In any major construction project, every day is crucial because it lays a foundation for the next day, and the one after that. And yet, some of those single days will be more important than others because of their symbolic value. Monday was such a day on the Bay Bridge.

"Today is a huge milestone in the construction of what will be world's largest self anchored suspension bridge. Today, this week we begin the process for putting the main cable, the piece that holds the entire bridge up," Caltrans spokesperson Bart Ney said.

Caltrans, under the direction of project director Brian Petersen, began threading the suspension cable.

"This is the day of putting it on the reel, getting it to go," Petersen said.

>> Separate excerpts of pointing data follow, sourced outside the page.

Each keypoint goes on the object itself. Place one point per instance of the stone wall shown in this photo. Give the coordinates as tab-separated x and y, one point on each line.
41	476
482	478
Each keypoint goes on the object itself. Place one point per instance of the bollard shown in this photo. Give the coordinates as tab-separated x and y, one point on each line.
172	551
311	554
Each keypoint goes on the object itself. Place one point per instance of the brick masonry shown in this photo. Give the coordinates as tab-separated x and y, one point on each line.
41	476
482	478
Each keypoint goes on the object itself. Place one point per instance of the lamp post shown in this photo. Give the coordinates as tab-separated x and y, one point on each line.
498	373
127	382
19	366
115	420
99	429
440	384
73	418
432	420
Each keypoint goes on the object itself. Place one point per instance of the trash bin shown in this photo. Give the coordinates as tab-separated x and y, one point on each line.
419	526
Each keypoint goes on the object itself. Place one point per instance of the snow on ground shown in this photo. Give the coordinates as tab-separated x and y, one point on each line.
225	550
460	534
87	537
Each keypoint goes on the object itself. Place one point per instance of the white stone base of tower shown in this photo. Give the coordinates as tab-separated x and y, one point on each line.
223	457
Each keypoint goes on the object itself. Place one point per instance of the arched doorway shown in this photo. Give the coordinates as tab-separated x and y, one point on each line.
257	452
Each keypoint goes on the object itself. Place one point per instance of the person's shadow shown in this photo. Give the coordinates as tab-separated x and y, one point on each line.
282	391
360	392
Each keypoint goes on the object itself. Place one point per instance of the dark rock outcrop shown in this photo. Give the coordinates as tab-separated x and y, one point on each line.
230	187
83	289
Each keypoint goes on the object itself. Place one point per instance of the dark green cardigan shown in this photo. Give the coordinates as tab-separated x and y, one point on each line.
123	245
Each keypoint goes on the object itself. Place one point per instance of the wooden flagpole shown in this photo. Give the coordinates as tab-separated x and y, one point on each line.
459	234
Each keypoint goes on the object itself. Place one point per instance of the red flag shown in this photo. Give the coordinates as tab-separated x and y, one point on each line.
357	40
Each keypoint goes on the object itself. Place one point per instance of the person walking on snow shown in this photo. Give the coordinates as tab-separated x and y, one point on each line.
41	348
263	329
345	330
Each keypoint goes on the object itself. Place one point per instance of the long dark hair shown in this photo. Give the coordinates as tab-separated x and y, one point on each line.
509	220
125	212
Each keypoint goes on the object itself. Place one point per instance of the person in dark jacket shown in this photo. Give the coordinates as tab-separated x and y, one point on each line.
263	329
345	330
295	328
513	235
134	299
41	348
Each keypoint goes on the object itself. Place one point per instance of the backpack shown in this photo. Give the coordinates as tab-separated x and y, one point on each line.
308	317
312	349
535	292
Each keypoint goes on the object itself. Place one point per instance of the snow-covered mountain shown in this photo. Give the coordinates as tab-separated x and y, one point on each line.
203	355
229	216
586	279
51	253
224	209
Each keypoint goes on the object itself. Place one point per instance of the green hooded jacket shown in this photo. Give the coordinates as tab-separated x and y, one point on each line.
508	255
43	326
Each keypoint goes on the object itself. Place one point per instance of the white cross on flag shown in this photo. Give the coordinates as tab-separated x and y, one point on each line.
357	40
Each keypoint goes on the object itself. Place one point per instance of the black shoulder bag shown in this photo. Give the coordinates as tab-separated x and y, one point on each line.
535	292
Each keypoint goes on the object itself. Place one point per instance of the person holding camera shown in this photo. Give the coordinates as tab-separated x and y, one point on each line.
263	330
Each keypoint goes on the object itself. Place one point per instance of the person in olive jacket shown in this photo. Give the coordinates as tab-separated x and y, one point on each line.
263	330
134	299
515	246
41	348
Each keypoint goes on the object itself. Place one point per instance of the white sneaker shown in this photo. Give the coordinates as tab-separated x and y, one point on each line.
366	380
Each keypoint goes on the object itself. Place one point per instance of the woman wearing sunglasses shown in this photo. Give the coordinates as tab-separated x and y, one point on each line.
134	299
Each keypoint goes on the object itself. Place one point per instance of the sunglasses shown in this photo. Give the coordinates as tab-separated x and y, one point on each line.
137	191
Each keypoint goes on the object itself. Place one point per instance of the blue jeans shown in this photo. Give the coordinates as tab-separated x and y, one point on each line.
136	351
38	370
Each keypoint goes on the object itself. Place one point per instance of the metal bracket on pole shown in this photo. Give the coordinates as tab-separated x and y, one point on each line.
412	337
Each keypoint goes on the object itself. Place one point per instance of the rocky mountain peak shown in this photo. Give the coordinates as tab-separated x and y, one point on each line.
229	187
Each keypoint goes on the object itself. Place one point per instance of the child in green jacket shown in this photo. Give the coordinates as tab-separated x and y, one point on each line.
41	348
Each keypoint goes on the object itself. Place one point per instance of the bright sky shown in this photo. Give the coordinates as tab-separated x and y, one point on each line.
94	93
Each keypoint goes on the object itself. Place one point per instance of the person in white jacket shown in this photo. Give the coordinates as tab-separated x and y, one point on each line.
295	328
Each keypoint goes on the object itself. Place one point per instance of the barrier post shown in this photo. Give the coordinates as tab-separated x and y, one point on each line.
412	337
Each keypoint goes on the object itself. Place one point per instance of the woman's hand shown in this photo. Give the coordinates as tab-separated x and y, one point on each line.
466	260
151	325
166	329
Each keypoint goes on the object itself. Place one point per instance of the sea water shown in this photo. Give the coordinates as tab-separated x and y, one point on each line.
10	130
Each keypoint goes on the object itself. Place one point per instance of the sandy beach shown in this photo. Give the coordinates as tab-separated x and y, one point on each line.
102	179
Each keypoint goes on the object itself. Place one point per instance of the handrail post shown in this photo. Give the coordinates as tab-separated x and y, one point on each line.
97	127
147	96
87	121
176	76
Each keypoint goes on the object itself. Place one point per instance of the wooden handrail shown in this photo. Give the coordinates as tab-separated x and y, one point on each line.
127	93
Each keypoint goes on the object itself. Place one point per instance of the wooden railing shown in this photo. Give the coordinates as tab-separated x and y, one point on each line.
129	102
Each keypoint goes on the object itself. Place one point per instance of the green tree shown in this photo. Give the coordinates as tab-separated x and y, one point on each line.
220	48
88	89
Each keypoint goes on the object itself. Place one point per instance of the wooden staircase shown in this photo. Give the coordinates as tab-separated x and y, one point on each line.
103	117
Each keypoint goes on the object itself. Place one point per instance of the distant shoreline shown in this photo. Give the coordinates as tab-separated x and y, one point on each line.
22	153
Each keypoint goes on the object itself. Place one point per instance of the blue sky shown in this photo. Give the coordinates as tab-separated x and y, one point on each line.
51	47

But they're not doing it not a wire at a time, as in previous projects. The sections of cable come pre-assembled in wrapped strand

Each of the 137, one mile long strands will travel up the bridge, loop around the other side, then go up, again, and back down before crews anchor it in place. Hence the name: self-anchored, cable strand suspension.

"It's a little heavier and takes longer per strand, but you get more done at once," Petersen said.

This phase of the project should take about six months. Ultimately, the 137 strands will appear as one, thick, cable. But a cross-section tells the real story of a combined 14,800 miles of steel wires, becoming a reliable sum of their parts.

Peterson is a guy who has bridge building in his blood. His father built the Verrazano-Narrows Bridge connecting Staten Island with Brooklyn.